The internet is a mission field | Christian Movie Reviews, Music, Books and Game Reviews for Teens

The internet is a mission field

Discover how you can be a virtual missionary

The internet is a country

I want you to picture the internet not as a place where you go to watch Youtube clips and play Farmville. I want you to picture the internet not as a place where you check the football scores, book airplane tickets or Google the answers to pub trivia questions. I want you to forget about how you use the internet as a tool in your day to day life.

Instead, I want you to think of the internet as a country. A country with billions of citizens who have their own culture, language, customs and currency. A country where people spend their waking hours interacting with each other, sometimes in strange and unusual ways. If you think of the internet as a country, the next logical step is to think of the internet as a mission field – a place where the opportunities to reach previously unreached people with the gospel of Jesus are rampant.

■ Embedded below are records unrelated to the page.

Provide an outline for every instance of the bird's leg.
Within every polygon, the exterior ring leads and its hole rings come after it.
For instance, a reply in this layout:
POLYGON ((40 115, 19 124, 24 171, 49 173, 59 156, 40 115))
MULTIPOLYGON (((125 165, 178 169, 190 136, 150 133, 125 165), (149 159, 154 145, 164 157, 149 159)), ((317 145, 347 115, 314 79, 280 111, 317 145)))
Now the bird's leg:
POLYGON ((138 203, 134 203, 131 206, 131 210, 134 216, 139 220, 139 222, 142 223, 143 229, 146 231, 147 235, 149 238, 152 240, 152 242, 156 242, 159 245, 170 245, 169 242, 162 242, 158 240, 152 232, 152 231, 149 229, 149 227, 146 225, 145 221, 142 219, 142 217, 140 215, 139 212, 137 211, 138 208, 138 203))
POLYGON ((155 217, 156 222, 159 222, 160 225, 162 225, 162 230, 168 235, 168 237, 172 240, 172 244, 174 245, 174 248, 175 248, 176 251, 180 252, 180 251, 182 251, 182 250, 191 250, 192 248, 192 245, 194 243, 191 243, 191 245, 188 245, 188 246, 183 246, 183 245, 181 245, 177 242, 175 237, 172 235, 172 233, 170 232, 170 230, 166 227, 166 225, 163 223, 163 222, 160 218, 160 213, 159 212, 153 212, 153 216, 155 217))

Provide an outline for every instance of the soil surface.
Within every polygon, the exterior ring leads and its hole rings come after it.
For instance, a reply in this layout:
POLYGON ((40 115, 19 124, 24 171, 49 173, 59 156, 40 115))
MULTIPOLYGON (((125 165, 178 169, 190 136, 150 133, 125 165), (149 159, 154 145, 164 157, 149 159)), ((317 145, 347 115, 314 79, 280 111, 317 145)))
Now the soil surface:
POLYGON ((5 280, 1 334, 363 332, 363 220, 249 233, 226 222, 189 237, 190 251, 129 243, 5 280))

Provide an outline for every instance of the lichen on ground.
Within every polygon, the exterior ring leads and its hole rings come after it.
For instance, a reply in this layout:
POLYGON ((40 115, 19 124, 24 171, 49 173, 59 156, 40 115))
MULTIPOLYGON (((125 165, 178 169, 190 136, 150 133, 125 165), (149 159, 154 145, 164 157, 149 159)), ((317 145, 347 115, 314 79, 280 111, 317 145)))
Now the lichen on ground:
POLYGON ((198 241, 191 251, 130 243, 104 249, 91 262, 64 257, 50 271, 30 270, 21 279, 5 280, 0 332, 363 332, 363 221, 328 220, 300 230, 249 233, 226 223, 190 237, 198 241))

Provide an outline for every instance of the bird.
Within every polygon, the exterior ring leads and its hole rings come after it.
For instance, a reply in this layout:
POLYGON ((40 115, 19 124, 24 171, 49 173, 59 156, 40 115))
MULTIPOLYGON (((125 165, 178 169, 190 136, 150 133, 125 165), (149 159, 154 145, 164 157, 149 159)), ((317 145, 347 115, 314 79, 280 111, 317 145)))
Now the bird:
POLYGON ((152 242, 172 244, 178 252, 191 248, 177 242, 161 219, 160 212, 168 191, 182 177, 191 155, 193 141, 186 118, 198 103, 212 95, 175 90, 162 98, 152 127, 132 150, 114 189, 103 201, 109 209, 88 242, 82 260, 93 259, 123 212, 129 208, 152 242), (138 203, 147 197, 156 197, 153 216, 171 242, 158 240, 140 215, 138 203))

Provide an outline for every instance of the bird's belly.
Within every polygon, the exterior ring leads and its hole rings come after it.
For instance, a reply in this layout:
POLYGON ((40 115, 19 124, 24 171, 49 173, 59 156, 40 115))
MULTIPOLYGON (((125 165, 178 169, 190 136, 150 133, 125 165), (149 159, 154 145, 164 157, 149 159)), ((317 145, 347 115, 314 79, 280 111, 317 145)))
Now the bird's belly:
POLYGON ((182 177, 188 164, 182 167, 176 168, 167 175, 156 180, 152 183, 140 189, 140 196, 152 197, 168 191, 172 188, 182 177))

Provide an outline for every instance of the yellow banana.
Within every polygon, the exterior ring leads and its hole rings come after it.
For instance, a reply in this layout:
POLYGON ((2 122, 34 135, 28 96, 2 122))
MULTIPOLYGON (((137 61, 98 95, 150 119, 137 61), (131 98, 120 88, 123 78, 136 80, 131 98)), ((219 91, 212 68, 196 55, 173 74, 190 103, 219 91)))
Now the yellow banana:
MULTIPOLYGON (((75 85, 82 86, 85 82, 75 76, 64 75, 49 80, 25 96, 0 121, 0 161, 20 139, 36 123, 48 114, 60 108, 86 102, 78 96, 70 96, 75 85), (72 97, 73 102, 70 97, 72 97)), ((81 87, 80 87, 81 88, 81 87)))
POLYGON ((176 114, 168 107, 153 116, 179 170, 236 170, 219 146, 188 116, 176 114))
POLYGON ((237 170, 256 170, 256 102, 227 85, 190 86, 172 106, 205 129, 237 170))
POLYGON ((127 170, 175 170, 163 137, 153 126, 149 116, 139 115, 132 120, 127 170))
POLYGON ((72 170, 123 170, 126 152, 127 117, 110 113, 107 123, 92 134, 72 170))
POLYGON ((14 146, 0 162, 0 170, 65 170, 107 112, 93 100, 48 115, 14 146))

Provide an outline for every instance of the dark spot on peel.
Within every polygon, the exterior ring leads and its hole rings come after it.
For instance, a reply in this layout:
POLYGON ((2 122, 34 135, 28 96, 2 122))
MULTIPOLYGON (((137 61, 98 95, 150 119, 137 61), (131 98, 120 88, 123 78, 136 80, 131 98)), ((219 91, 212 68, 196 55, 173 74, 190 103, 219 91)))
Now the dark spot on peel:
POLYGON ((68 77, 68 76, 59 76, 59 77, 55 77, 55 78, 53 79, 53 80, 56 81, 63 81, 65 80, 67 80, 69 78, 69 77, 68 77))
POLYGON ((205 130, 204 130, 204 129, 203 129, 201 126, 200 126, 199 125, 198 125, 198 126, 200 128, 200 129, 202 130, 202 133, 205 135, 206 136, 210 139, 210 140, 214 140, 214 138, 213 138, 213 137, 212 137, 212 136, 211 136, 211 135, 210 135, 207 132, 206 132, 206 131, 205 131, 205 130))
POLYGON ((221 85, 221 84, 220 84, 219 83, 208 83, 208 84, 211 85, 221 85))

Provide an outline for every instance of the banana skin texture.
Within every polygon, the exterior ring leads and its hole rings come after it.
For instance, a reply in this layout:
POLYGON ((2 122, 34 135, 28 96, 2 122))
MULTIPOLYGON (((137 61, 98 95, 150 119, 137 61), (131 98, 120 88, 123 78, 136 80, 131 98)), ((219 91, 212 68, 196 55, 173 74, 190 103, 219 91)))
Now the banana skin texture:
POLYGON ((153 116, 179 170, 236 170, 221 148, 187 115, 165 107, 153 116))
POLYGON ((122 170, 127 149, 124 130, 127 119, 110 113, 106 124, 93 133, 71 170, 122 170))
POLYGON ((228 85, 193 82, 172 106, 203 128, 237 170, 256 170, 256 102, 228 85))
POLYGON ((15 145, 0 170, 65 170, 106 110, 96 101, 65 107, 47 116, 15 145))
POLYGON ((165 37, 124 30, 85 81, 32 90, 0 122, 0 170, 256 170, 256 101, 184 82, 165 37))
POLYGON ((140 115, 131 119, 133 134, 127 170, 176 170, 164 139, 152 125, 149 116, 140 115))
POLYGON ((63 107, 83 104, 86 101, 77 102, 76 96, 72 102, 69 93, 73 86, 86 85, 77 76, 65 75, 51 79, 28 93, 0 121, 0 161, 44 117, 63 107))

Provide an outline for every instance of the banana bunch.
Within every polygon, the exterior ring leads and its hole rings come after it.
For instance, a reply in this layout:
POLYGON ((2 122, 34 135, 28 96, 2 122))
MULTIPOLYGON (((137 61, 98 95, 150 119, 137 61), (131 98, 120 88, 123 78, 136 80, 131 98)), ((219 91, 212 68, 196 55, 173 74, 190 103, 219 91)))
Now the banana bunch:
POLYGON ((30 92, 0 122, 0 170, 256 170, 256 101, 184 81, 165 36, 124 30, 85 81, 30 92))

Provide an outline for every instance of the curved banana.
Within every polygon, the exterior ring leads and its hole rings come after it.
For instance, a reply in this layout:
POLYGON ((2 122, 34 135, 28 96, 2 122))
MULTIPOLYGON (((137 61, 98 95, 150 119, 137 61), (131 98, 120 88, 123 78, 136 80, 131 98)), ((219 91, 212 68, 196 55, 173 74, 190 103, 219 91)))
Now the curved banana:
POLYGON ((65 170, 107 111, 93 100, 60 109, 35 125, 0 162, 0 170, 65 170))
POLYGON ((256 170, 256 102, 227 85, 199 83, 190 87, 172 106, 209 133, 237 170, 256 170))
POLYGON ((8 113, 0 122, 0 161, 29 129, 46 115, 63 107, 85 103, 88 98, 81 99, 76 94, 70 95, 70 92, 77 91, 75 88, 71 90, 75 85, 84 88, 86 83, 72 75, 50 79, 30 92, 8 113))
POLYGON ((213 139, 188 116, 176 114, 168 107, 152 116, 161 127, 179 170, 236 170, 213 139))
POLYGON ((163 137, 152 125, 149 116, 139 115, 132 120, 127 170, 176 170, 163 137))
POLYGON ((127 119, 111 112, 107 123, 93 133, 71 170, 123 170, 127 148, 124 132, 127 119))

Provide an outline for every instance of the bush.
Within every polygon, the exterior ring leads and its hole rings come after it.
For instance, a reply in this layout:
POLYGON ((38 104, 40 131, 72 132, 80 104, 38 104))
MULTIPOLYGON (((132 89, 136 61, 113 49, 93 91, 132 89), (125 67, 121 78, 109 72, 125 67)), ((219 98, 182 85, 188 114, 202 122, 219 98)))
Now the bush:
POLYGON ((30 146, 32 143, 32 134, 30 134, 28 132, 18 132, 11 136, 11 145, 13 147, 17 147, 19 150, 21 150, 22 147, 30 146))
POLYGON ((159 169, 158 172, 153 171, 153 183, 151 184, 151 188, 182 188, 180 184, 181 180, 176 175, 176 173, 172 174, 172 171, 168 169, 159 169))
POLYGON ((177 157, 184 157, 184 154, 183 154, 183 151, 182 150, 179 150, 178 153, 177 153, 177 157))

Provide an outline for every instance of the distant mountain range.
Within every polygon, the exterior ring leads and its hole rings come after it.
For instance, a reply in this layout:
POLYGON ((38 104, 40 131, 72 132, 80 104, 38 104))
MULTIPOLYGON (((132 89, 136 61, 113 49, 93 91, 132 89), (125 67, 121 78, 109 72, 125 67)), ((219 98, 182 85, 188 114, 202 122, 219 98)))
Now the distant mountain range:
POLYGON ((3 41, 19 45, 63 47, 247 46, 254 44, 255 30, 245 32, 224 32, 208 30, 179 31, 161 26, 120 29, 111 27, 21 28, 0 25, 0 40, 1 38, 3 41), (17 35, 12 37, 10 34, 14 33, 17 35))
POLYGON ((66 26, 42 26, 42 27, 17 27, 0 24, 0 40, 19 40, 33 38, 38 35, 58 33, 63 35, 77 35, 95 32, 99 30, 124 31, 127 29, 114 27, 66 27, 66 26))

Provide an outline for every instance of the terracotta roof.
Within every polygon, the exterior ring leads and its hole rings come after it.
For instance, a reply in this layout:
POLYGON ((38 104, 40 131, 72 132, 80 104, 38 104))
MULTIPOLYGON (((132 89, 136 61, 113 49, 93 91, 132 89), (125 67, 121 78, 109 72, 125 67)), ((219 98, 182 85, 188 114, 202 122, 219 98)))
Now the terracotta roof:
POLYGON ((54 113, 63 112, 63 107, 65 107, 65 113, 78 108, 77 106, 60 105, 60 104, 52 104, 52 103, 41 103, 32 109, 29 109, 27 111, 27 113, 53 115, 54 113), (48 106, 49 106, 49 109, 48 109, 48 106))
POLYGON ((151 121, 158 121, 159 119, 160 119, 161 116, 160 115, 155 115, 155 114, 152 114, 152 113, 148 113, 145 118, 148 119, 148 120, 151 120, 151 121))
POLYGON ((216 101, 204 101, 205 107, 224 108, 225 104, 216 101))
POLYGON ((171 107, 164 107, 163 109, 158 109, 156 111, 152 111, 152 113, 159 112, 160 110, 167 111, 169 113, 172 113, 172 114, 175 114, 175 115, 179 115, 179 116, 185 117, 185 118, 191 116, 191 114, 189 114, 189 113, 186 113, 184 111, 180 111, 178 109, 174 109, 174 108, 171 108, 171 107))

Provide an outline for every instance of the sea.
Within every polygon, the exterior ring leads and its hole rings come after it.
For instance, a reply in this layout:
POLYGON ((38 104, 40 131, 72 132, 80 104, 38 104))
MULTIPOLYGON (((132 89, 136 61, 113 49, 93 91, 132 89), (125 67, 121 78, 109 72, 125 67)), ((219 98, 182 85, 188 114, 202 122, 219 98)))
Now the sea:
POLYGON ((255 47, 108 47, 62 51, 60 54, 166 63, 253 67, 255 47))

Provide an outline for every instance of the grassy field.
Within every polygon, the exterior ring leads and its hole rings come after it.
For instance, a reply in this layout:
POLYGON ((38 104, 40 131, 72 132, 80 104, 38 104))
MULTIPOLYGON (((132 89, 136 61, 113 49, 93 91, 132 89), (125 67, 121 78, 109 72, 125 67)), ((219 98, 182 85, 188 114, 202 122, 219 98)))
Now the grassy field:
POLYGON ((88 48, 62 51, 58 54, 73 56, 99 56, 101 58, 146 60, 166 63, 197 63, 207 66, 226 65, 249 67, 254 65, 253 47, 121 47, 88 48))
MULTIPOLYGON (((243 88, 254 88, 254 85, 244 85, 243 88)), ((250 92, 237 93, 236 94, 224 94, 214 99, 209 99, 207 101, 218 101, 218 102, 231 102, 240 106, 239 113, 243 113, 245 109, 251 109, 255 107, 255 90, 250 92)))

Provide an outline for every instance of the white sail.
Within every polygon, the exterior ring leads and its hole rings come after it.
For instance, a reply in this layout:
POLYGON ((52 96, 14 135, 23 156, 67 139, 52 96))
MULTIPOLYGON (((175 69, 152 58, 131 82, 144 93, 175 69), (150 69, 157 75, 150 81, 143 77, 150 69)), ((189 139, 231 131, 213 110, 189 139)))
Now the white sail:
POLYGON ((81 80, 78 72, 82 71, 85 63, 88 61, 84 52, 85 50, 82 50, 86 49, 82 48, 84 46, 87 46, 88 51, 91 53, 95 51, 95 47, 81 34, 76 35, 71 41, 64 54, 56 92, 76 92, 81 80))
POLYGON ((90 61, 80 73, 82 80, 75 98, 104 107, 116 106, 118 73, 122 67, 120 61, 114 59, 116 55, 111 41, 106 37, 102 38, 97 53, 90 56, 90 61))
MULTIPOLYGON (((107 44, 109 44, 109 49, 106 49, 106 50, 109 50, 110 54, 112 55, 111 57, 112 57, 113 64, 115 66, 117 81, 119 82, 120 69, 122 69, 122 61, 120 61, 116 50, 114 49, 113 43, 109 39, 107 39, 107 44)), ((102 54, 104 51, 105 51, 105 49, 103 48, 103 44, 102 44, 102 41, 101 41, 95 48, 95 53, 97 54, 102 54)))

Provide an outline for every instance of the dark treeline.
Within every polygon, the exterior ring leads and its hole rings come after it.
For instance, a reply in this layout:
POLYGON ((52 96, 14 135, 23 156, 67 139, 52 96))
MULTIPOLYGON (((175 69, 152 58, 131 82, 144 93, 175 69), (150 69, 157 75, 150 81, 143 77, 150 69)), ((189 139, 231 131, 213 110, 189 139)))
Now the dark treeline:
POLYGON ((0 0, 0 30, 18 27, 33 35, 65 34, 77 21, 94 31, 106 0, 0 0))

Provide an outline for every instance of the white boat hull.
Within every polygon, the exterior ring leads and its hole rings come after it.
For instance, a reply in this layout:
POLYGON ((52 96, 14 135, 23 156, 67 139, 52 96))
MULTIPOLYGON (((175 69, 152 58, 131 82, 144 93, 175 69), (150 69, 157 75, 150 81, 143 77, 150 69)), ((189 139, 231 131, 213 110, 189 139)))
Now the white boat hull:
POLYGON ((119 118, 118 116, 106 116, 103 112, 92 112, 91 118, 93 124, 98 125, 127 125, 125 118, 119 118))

The internet is a mission field

If you’re reading this, the internet is a mission field that you already have access to. There are some countries in the world that won’t let you through the door because you want to tell people about Jesus. There are some countries you can’t get to because the expense of getting there and living there is beyond you. But the internet is a country where you already live. You know the culture and you know the language. So how are you going to approach your mission field?

Amazing internet facts

There are currently...

Over 1.73 billion users
Over 234 million websites
Over 126 million blogs
More than 27.3 million tweets sent each day
37.4 trillion Facebook page views a year
Over 400 million people signed up on Facebook
More than 12.2 million videos viewed on Youtube per month

Those numbers are just staggering. Once you get past millions and into billions and trillions, my head starts exploding. But that’s the size of the internet. That’s how many people are living and breathing (figuratively speaking) on the internet. This is a mission field we can not afford to ignore.

How you can get involved in web evangelism

I think our tendency as Christians has been to keep the internet at arm’s length. This was made clear to me when I discovered Formspring. Formspring is a website where people can send you questions anonymously and you can post the answers on your page for all to see. I first came across this site when I saw comic book professionals that I followed on Twitter using Formspring to interact with fans. My mind automatically started thinking how this could be used for ministry. And I wanted to see what other Christians were doing with this site and the issues that might come from using it. So I asked around. I emailed Christian contacts I had who interacted with the internet, guys both here in Australia and overseas. The answer I got? “What is Formspring?” If anyone had thought through Formspring, they either hadn’t discussed it online or they made it very hard to find.

There are so many opportunities to use the internet, to reach out to people through the internet, to encourage each other through the internet. And I think we are wasting this potential. This is a mission field that we are only just starting to think about. We need to catch up. We need to think through these issues now. Christians have traditionally been on the forefront of media change. We pioneered the printing press bandwagon. We were quick to jump on board with radio and TV. But when it comes to the internet we are lagging behind. That is not acceptable.

Dear friends, I urge you, as aliens and strangers in the world, to abstain from sinful desires, which war against your soul. Live such good lives among the pagans that, though they accuse you of doing wrong, they may see your good deeds and glorify God on the day he visits us. (1 Peter 2:11-12)

If you’re like me, you live on the internet. I have many friends who I have only ever spoken to online. I check my email and my Facebook regularly. This is my world. I live in the flesh and blood world. And I live in the online world. But most of all, I’m a citizen of heaven. I am an alien and stranger in the online world. Yet I am commanded to live a godly life online and bring glory to God. If you live online like I do, then you are commanded to do the same.

How are you using your online life to bring glory to God?